Krasner is well aware that the state’s case against Hill is questionable and told the media the case would be delayed because the investigation of collected evidence could take months.

Community cannot afford ‘months’

Krasner’s withholding evidence for “months” shows just how out of touch he is with Philadelphia’s most oppressed communities. Much of the “evidence” includes the impounded possessions of Tioga residents who, like Hill, are victims of the police attack.

Their cars, riddled with bullets, were seized as evidence with no indication of when they will be returned. Many residents rely on their vehicles for work. They blame police for creating the siege, then damaging their property and taking no responsibility for repairs. 

One mother of 10- and 12-year-old children described their terror of being trapped alone for hours until police allowed her into her home at 1 a.m., where she found her children crying. A week later they still don’t want to go out to play. 

This block is full of children, always,” the mother told Inquirer.com on Aug. 22. “They play basketball, ride bikes, they eat water ice here, but they won’t come outside no more.” According to the paper, “She keeps thinking about how police treated her during the shooting, saying police didn’t identify themselves or make sure residents were safe. Their whole approach, she said, was wrong.” 

Other Tioga residents interviewed expressed sympathy with their neighbors, the alleged “drug dealers,” who were picked up as a result of the police siege. 

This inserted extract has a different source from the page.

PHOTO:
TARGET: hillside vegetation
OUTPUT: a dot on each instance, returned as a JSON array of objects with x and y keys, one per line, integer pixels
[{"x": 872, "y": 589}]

Block captain Cynthia Muse credited some of the arrested men for their involvement in the neighborhood, including holding barbeques and block parties and putting up a basketball hoop low enough that even the youngest children could play. Muse labeled the massive police presence in the neighborhood as “martial law.”

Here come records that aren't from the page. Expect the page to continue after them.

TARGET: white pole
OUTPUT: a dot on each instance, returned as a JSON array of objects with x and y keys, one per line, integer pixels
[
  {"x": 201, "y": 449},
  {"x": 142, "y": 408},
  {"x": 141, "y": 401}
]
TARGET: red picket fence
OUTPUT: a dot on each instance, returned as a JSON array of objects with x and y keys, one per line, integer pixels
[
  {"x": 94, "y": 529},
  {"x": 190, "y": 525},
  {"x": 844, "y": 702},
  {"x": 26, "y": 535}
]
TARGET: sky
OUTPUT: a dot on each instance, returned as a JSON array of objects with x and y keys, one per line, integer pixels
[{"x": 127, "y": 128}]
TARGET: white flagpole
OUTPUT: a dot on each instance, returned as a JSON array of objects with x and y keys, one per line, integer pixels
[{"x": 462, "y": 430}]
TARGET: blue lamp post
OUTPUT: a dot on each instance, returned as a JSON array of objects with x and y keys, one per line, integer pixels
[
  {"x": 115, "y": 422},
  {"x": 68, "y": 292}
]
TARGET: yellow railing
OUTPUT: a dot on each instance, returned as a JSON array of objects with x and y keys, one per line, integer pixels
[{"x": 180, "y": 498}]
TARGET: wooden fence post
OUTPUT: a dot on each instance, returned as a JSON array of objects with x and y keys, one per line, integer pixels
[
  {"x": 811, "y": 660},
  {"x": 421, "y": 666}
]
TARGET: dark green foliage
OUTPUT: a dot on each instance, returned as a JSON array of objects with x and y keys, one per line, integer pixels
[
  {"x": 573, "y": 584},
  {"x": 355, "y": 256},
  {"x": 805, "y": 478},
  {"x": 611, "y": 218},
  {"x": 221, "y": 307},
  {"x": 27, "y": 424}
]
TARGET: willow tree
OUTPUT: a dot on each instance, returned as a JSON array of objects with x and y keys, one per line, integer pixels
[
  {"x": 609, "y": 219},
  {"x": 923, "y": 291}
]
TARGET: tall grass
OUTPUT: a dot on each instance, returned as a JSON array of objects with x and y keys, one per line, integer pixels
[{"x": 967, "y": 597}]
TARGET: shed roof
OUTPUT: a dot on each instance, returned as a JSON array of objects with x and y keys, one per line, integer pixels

Freelance journalist Melissa Simpson, who grew up near the Tioga neighborhood, addressed social media support for Hill in the Aug. 22 article: “This is a guy who’s doing something we’ve never seen before: he’s shooting at cops … and he came out alive. That’s unprecedented.” As for the lack of community concern for the injured police, Simpson noted, “It’s really difficult to have empathy for oppressors.”